No SUMO1–EGR1 and low expression of PTEN in ARF^−/− mouse tissues. (A) Upper panel: sections from an ARF^−/− mouse (8 months old) with poorly differentiated sarcoma (primary tumours were in kidney) revealing fascicles of spindle cells, compared with sections from an ARF^+/+ mouse normal kidney tissues. Middle panel: sections from the same ARF^−/− mouse reveal liver metastasis (arrows) from sarcoma, compared with sections from ARF^+/+ mouse liver tissues.
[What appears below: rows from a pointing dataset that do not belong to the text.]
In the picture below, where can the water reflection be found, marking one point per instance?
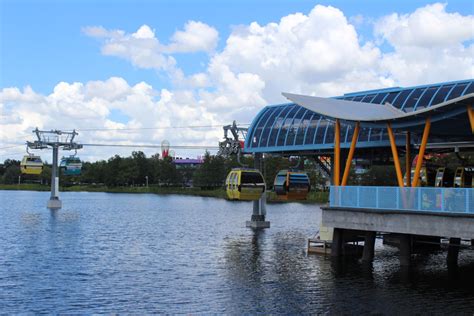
(150, 254)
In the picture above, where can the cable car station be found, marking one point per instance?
(385, 126)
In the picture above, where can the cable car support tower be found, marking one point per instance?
(56, 140)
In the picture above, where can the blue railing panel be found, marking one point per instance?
(422, 199)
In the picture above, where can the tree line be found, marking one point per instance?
(138, 170)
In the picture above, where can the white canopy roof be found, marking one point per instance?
(347, 110)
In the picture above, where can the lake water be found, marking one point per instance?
(136, 253)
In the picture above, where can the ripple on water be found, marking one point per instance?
(111, 253)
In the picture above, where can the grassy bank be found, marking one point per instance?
(313, 197)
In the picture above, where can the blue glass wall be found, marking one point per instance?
(288, 127)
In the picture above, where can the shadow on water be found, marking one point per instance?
(143, 254)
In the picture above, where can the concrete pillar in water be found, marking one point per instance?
(453, 251)
(259, 207)
(54, 201)
(369, 247)
(405, 249)
(337, 242)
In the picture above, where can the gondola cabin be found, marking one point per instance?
(464, 177)
(71, 166)
(444, 177)
(31, 164)
(245, 184)
(291, 185)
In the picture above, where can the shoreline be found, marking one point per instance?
(313, 197)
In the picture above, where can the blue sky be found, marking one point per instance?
(42, 43)
(141, 64)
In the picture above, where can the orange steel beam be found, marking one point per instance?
(421, 153)
(396, 161)
(470, 113)
(337, 152)
(408, 159)
(351, 155)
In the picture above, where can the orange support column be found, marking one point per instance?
(337, 153)
(345, 177)
(408, 159)
(396, 161)
(470, 113)
(421, 153)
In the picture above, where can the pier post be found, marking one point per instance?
(259, 207)
(337, 242)
(369, 247)
(405, 250)
(54, 201)
(453, 251)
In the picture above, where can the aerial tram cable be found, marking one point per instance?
(150, 128)
(152, 146)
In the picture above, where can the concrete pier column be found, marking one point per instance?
(259, 207)
(54, 201)
(405, 250)
(453, 251)
(337, 242)
(369, 247)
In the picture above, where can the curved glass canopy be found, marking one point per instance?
(290, 127)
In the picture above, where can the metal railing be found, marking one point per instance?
(423, 199)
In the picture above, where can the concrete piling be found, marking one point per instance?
(369, 247)
(337, 242)
(453, 251)
(405, 249)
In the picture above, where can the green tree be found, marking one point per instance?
(211, 173)
(168, 175)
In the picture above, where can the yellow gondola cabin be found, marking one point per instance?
(245, 184)
(31, 164)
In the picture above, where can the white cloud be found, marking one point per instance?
(84, 106)
(197, 36)
(317, 53)
(429, 26)
(429, 45)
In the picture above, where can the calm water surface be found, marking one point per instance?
(181, 254)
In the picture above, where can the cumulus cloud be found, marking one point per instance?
(84, 106)
(197, 36)
(144, 50)
(429, 45)
(317, 53)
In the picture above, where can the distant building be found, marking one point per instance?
(187, 162)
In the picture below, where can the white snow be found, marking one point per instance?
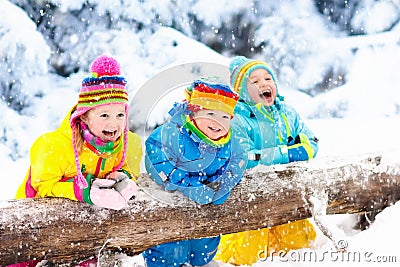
(360, 117)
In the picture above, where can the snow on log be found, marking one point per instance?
(64, 231)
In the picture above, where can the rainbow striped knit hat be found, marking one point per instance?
(103, 86)
(240, 68)
(203, 94)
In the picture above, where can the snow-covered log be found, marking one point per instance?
(65, 231)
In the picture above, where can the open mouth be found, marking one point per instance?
(109, 134)
(214, 129)
(266, 93)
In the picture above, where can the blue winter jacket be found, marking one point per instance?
(264, 132)
(177, 159)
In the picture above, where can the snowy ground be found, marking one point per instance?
(363, 116)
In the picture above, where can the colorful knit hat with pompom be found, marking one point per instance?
(208, 94)
(103, 86)
(240, 68)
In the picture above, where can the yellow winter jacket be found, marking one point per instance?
(52, 162)
(246, 248)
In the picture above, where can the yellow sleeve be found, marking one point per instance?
(133, 155)
(49, 162)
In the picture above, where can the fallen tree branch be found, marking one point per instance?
(64, 231)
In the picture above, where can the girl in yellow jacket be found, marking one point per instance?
(92, 157)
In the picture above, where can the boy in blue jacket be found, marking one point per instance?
(195, 154)
(270, 132)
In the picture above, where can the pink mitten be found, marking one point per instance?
(103, 195)
(126, 187)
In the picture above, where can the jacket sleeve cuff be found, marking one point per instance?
(83, 195)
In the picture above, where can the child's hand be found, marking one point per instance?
(114, 175)
(299, 148)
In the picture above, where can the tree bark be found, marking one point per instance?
(65, 231)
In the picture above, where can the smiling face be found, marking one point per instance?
(261, 87)
(213, 123)
(106, 122)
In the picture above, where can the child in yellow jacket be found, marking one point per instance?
(92, 157)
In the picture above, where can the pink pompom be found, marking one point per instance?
(105, 66)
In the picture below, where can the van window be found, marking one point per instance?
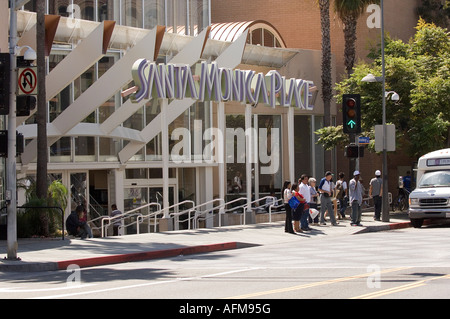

Lower panel: sections from the same ARF^−/− mouse reveal lung metastasis from the sarcoma, compared with sections from lung tissues of the ARF^+/+ mouse. (B) Sections (normal and tumorous) from the same ARF^−/−, ARF^+/+ tissues as in Figure 7A were immunostained with antibody to PTEN (green) and DAPI (blue). (C) Immunoblot of anti-EGR1 in SUMO1 immunoprecipitates (upper panel), and immunoblot of anti-EGR1 (second panel), anti-p19ARF (third panel) and anti-β-actin (bottom panel) in the same tissue lysates. Note that sumoylated EGR1 is only highly expressed in ARF^+/+ mouse tissues. New pathway suppresses cell proliferation by control of PTEN expression. ARF^−/− MEFs infected with pBabe–PuroL–PTEN (WT), pBabe–PuroL–PTEN (C124S), pBabe–PuroL vector (D) and wild-type primary MEFs infected with pBabe–PuroL–EGR1 (WT), pBabe–PuroL–EGR1 (K272R), pBabe–PuroL vector (E) were seeded on plates at 4–5 × 10³ cells in 96-well plates and cell numbers were determined by CyQUANT fluorescence assay at 0.5, 1, 2, 3, 4, 5 days after seeding. The cell numbers were normalized against the value at 0.5 day (Mean values±s.e.m., from three independent experiments, ^*P<0.05, ^**P<0.01, ^***P<0.001). The related protein levels were shown by western blot (inset). (F) Schematic model of the PTEN transactivation pathway through a novel Akt–EGR1–ARF–PTEN axis.